Equally remarkable is why: 80 million chickens is truly just a drop in the proverbial ocean that is the poultry industry in the United States.
For example, according to USDA’s monthly poultry data, there were 366 million egg-laying chickens in the U.S. on May 1. Most produced “table” eggs and 62.5 million produced “broiler-type hatching eggs” that, once peeping, will be in frying pans in under eight weeks. (Their brief lives is the key reason most broiler flocks remain HPAI-free.)
As such, the recent outbreak of avian flu claimed the lives of 8 percent of the average monthly egg-laying flock this winter.
Quality of life
But even if a flock avoided an outbreak, a laying hen’s life is nothing to cluck about. According to USDA, the “rate of lay per day,” or productivity, per every 100 laying hens is 79.4 eggs. That efficiency (American hens laid 628 million dozen, or 7.5 billion, table eggs in April) carries a high cost: the average layer is “spent” — to use USDA lingo — in just 118 weeks.
And spent in the hen world means spent. In its recent annual Poultry-Production and Value Summary, USDA reported that 151.6 million chickens— almost all egg layers — were “lost” in 2021, defined as “Includes rendered, died, destroyed, composted, or disappeared for any reason except sold during the 12-month period.”
USDA also noted that 180.1 million laying hens weighing 1 billion pounds were “sold for slaughter” for just $14.9 million, or a bony 14 cents per pound.

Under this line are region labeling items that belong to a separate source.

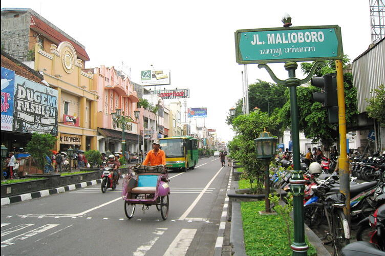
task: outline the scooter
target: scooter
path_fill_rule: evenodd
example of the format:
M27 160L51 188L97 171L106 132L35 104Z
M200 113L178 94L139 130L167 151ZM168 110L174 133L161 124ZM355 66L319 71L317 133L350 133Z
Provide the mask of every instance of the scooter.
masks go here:
M101 175L101 191L105 193L107 188L110 187L113 190L116 188L117 181L114 178L114 170L110 167L105 167Z

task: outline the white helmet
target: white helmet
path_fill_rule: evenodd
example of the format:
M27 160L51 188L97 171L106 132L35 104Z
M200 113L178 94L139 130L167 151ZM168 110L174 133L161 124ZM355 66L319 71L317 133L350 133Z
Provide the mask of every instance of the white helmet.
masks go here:
M313 162L309 166L309 172L310 174L320 174L322 173L321 170L321 165L317 162Z

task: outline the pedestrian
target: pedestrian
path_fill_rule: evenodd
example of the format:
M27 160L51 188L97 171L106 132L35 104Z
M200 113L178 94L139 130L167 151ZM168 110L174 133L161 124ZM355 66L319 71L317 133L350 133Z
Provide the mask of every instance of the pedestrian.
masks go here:
M311 150L310 150L310 147L308 148L308 152L306 153L306 155L305 156L305 159L306 159L305 161L306 162L306 164L307 164L308 166L310 165L312 159Z
M59 153L56 155L56 157L55 159L56 160L56 164L57 165L56 168L56 173L58 172L60 172L60 173L63 172L63 162L64 162L64 158L62 155L61 155L61 152L59 151Z
M13 166L15 166L15 161L16 161L16 159L15 158L15 156L14 155L14 154L13 152L9 153L9 156L10 158L9 159L8 164L7 165L7 167L8 167L9 168L9 177L10 177L10 179L11 179L11 180L13 179Z
M77 158L78 154L76 151L74 151L74 154L72 154L72 159L74 162L74 169L76 169L77 165Z
M225 166L225 159L226 158L226 155L223 153L223 151L221 151L219 154L219 158L221 159L221 164L222 167Z

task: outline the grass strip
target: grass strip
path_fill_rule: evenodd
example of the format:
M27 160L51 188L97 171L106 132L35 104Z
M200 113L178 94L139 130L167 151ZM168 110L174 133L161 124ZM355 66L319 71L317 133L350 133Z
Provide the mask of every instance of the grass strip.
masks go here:
M6 180L2 181L2 185L5 184L17 183L18 182L24 182L24 181L30 181L31 180L40 180L45 179L45 178L28 178L27 179L14 179L13 180Z
M265 202L243 202L241 204L246 253L248 256L282 255L292 254L286 226L279 215L260 215L265 209ZM292 230L292 242L294 236ZM309 245L308 255L316 255L314 247L306 239Z

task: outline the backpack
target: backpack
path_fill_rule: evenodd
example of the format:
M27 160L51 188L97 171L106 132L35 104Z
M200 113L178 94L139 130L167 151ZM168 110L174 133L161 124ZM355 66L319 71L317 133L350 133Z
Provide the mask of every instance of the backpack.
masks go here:
M58 156L56 156L56 158L55 158L55 160L56 160L56 163L61 163L61 160L63 160L63 159L61 158L61 155L59 155Z

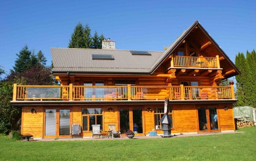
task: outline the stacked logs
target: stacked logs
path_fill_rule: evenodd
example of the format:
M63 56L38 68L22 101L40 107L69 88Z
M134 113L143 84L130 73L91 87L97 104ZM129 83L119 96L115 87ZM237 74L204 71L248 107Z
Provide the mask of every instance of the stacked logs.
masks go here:
M237 119L235 119L235 125L236 129L254 126L253 121L240 121Z

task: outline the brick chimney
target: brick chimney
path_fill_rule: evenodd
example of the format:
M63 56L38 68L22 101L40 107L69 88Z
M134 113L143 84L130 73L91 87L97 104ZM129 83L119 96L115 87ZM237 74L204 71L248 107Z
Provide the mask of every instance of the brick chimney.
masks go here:
M107 40L104 39L102 40L102 49L116 50L116 42L110 40L110 38Z

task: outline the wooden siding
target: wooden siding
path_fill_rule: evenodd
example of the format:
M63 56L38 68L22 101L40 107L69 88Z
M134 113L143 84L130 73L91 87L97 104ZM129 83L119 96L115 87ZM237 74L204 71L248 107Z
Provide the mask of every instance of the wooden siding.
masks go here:
M30 112L32 108L36 112ZM44 113L42 107L25 107L23 111L22 134L29 134L35 137L42 137Z
M197 111L195 105L174 105L173 117L174 119L174 129L172 133L197 132Z
M225 106L227 107L227 110L225 110L224 109L224 107ZM219 105L219 118L221 130L234 130L235 122L232 105Z

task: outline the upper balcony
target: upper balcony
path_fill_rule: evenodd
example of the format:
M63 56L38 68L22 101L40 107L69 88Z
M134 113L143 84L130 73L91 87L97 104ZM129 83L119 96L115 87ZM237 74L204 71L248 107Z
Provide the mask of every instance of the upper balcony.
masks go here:
M233 85L223 86L86 86L14 85L13 101L116 101L235 99Z
M216 57L174 56L171 58L171 68L219 69L218 55Z

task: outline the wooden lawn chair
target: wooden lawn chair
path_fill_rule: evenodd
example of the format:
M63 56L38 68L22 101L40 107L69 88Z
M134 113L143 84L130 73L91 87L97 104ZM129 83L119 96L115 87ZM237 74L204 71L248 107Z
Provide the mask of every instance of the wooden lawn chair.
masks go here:
M93 138L94 137L99 137L101 138L101 125L93 124L91 126L93 127L93 131L91 131L92 137Z
M110 133L111 135L112 136L112 138L113 138L114 137L120 137L122 138L122 135L120 131L121 130L118 131L116 130L116 125L115 124L109 124L108 125L109 129L110 130L112 130Z

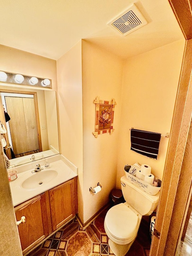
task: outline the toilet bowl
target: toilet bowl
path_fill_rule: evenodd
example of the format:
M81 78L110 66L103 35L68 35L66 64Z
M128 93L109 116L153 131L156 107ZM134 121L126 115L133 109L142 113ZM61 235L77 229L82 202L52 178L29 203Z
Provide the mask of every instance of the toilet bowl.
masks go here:
M116 256L124 256L136 238L142 215L126 202L111 208L104 227L109 245Z
M155 195L147 194L130 183L125 176L121 181L126 202L110 208L104 221L109 247L116 256L127 253L137 236L142 216L151 214L159 197L159 192Z

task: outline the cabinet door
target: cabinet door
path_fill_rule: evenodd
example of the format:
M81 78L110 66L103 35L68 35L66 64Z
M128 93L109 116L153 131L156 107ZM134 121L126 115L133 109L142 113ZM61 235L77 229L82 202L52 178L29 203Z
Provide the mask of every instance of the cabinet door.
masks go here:
M76 177L49 191L53 231L77 213Z
M45 194L36 197L15 208L17 221L24 216L26 223L18 227L21 247L25 253L49 235Z

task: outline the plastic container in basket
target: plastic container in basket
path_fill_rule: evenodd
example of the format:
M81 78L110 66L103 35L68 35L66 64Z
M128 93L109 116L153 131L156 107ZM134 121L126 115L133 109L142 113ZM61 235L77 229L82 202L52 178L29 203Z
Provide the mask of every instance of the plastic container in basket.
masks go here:
M140 179L135 176L130 174L125 171L124 172L126 178L130 182L140 188L147 194L154 196L157 194L160 190L160 187L155 187L144 180Z

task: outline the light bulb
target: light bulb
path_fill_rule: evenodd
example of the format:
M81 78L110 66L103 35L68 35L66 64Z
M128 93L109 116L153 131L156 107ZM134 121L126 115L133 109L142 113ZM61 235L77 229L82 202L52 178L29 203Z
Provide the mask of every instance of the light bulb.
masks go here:
M0 81L6 82L7 79L7 75L3 71L0 71Z
M35 84L36 84L38 82L38 80L37 77L33 77L30 80L29 82L30 84L31 85L34 85Z
M48 79L47 78L43 80L41 83L41 85L44 87L45 87L45 86L47 86L48 85L49 85L50 83L50 80L49 79Z
M17 74L15 77L15 81L17 83L21 83L24 80L24 77L22 75Z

Meanwhile, over in the broiler chicken world — a world dominated by Tyson Foods, Pilgrim’s Pride, and Sanderson Farms — fortunes are being made. USDA reports that the value of 2021 U.S. broiler production was $31.5 billion, up a whopping “48% from 2020” while the number of birds marketed, 9.1 billion, was virtually unchanged from the year before.
So, what came first — the chicken or the egg? You decide, but given the business structure of both sectors, it’s likely your tax dollars are going into each enterprise.